On the engine front, a 1.5-litre petrol engine produces 77kW and 138Nm, and has enough in reserve to reach the claimed top speed of 175km/h. Both a manual and automatic gearbox are on offer. Still, in our experience, we believe the auto might impact overall fuel consumption negatively and would instead opt for the manual gearbox.
The Ertiga is fitted with technologies such as ABS, an onboard computer, and front and rear electric windows.
Toyota Avanza: R243 000 – R313 700
Given the badge on its nose, the Avanza will, for most people, be the default option in this list. Two engine choices comprise the range: a 1.3- and a 1.5-litre petrol engine. Both can be specified with either a five-speed manual gearbox or a four-speed manual transmission.
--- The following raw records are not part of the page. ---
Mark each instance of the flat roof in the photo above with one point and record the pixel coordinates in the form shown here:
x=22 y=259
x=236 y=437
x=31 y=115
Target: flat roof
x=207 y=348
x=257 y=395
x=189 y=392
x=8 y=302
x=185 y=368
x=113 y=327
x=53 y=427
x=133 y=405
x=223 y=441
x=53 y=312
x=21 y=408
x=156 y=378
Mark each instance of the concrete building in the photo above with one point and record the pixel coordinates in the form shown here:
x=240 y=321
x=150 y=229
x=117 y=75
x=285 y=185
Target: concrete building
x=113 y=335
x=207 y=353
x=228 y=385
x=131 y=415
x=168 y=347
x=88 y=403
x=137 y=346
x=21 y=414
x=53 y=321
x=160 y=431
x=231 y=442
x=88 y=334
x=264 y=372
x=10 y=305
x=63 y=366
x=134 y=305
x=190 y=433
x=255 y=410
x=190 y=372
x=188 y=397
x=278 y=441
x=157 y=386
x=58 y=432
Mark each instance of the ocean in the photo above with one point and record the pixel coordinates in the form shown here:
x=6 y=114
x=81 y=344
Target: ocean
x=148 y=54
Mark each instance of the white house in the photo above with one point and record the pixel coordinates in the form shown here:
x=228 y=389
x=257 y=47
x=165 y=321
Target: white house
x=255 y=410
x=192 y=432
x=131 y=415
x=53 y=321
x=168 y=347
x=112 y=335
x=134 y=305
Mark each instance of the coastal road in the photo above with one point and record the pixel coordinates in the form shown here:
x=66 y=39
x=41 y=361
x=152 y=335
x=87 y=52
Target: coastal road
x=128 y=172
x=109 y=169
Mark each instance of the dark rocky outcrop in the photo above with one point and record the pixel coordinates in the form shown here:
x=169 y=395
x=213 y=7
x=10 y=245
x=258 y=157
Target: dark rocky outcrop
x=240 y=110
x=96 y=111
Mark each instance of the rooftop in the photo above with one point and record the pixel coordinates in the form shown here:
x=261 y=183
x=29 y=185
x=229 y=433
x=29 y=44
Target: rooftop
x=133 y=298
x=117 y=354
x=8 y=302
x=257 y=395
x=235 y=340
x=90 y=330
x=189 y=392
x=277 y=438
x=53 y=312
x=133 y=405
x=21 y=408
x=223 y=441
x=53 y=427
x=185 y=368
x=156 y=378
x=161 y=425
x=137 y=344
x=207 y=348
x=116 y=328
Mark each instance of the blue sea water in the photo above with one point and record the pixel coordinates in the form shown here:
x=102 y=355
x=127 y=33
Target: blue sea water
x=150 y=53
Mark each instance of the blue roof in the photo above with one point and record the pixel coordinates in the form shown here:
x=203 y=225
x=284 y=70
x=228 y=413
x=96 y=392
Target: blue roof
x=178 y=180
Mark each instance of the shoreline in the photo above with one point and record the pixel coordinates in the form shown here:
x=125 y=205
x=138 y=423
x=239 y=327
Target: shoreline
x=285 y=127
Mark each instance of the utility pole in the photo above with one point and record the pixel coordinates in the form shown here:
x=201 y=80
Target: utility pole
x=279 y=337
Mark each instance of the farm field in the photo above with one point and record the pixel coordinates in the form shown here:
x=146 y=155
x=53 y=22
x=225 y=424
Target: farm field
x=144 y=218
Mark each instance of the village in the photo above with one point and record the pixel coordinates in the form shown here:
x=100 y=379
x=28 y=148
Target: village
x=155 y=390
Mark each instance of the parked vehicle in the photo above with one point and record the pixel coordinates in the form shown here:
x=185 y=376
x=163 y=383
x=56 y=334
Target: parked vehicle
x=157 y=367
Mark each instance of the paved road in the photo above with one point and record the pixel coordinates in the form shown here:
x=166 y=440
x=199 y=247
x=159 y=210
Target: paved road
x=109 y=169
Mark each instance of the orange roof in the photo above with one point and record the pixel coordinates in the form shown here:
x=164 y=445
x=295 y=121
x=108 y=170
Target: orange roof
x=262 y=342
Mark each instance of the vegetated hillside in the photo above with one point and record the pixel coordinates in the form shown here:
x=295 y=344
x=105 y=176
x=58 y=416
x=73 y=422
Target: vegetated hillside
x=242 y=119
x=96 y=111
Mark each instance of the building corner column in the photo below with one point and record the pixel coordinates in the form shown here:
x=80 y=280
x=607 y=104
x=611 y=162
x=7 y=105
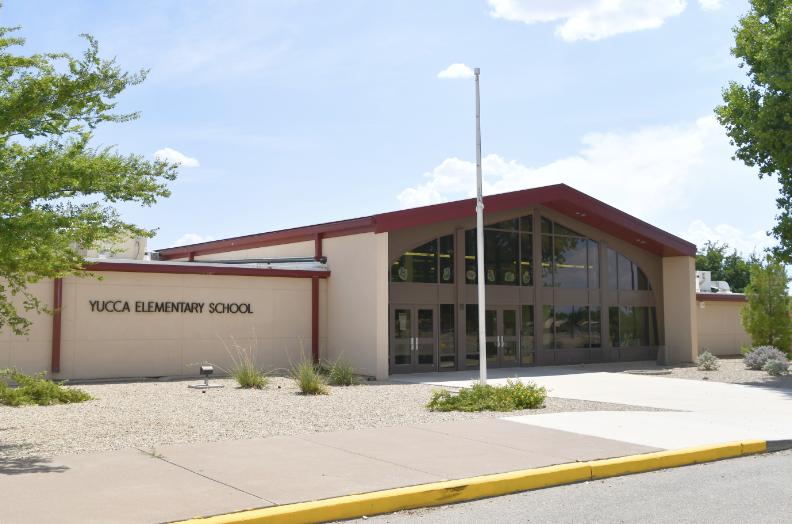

Depending on which model you decide on, fuel consumption ranges between 6.1 and 6.7-litres/100km.
The 1.3-litre engine develops a respectable 71kW and 121Nm, whereas the 1.5-litre is good for 77kW and 137Nm. In both instances, given the lack of forced induction, both variants develop their power around the 4400rpm mark.
Interestingly, only the 1.5 TX is fitted with Bluetooth, USB, and AUX connectivity, a multi-function steering wheel, and Xenon LED headlights. The entry-level S model offers air-conditioning as an optional extra.
Mahindra TUV300: R249 999
The quirkiest car in our list, the Mahindra TUV300 is a real left-field option. It is not just the only diesel option in our list, but also the most affordable diesel seven-seater in our market! The TUV300’s turbocharged 1.5-litre engine produces 74kW and 240Nm; the latter available at a very low 1600rpm.
Because of the lowdown grunt, fuel consumption is rated at 5.4-litres/100km, and on the 60L fuel tank, a range of 1111km should be attainable.
All the features fitted to the rivals mentioned above also appear on the TUV300.
This is also the only vehicle here to be driven through the rear wheels.
Special mention: Renault launched its Triber earlier in 2020. Renault is bullish with pricing that starts at a competitive R164 900.